Yeah, I have published something called my three R’s, which I will send you a copy of you can post on your website for your listeners are well, but that came from talking to literally hundreds and hundreds of small business owners all over the world during this last month and a half during all this. And the three R’s are repurpose, retool and redeployed. Repurpose means looking at the skill set, you have the capabilities you have in your existing company, and trying to see if you can use your skills to solve some COVID related problems. And so you know what, exactly would be a small business owner that I work with and owns a small distillery. She makes vodka for a living, and no one’s the close so she has no business right now.

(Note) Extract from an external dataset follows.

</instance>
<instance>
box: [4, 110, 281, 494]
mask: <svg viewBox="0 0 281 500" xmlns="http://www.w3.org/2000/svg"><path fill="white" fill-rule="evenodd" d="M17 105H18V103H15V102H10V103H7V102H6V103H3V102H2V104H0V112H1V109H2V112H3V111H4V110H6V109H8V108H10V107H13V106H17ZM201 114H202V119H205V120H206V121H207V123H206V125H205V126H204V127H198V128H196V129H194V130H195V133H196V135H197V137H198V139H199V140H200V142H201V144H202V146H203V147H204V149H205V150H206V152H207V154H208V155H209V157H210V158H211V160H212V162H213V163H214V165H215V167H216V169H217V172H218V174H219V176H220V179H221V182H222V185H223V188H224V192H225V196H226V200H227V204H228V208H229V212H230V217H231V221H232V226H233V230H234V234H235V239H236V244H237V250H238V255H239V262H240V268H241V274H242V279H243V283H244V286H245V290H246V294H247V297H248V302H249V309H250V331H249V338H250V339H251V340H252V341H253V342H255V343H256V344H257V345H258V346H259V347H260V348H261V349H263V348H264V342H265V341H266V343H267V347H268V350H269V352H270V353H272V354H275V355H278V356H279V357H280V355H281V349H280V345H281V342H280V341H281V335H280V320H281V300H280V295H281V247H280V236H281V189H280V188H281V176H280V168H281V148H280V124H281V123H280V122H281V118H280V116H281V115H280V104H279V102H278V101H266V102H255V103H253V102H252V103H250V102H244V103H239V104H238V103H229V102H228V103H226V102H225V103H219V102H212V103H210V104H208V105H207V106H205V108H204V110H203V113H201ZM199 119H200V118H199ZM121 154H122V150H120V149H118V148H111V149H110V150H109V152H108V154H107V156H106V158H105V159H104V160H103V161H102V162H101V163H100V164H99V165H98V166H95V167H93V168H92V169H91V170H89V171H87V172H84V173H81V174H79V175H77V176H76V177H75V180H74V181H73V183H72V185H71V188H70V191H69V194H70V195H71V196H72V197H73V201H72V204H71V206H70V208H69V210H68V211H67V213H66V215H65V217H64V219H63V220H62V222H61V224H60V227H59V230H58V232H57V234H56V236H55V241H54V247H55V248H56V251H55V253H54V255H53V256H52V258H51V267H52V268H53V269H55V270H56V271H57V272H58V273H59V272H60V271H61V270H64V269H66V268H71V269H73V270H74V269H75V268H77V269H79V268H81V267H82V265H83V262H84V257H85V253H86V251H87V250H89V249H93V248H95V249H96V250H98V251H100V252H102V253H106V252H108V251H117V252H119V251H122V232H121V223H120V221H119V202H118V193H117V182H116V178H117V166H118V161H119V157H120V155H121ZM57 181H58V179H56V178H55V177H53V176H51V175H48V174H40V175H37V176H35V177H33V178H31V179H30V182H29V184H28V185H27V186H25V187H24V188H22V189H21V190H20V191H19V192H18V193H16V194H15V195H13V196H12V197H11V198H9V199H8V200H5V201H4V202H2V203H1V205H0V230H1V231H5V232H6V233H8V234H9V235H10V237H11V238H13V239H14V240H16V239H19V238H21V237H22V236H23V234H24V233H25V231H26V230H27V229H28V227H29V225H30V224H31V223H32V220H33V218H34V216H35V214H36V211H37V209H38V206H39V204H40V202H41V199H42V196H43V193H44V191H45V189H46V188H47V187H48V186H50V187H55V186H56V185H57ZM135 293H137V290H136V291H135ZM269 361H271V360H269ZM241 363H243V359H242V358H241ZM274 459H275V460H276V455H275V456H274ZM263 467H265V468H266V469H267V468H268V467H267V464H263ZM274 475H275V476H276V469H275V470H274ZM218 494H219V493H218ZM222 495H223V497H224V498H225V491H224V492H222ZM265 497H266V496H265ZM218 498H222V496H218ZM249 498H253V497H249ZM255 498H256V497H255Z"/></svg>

But their skills and their tools were able to repurpose to make hand sanitizer. And now they’re selling out and she’s hiring like crazy. Because everyone in the world needs hand sanitizer she repurposed her business to do something her business could do to help retooling you. And I actually talked about retooling as a chance to add new skill sets to your business during this slow time. I gave you the example of a consumer goods company where all the employees got new certificates and applied artificial intelligence. And they’re building predictive behavior AI algorithms for their company that they’ll be up and running by the time they go back to business full time. And then redeploy, is really loaning your employees who have usable skills to people in your environment. That that could endure geographic geography they could use it again an example being a tech company. I know it’s kind of shut down now because they have nobody buying software, but they have graphic designers on their staff and they loan them to a hospital. The graphic designers offered to create graphics for a hospital to get communications out about Coronavirus right now, so that’s redeploying. So repurpose, retool, redeploy, are my three R’s for what business owners should be doing now?

33:27 

Yeah. And I think that going forward, that is always applicable. So brilliant. I do too.

33:34 

It’s just it’s just magnified.

33:36 

If you share that with me, I will make sure that it gets added to the actual posting itself, or I will email it to you right when we’re done. Thank you, Jeff.

33:45 

First, I just want to I just want to thank you. I want to make sure if anyone wants to follow you, you’ve provided your email and the website if they want to actually follow you as a fan. Where is your favorite? You know, channel?

33:55 

Honestly, LinkedIn. I’m on LinkedIn more than anywhere else. Usually, if people there’s a lot of Jeff Hoffman’s, it’s a common name. So if you put in like Jeff Hoffman Priceline, it finds me fast.

34:13 

Okay, fantastic. Excellent. Well, I very much appreciate you spending time with us here today. And just appreciate all the work that you’re doing with your Gen Network and sharing your guidance with us today. So thank you so much.

34:29 

Thank you very much, everybody, stay safe.

34:32 

Thank you and whatever you do, be deliberate.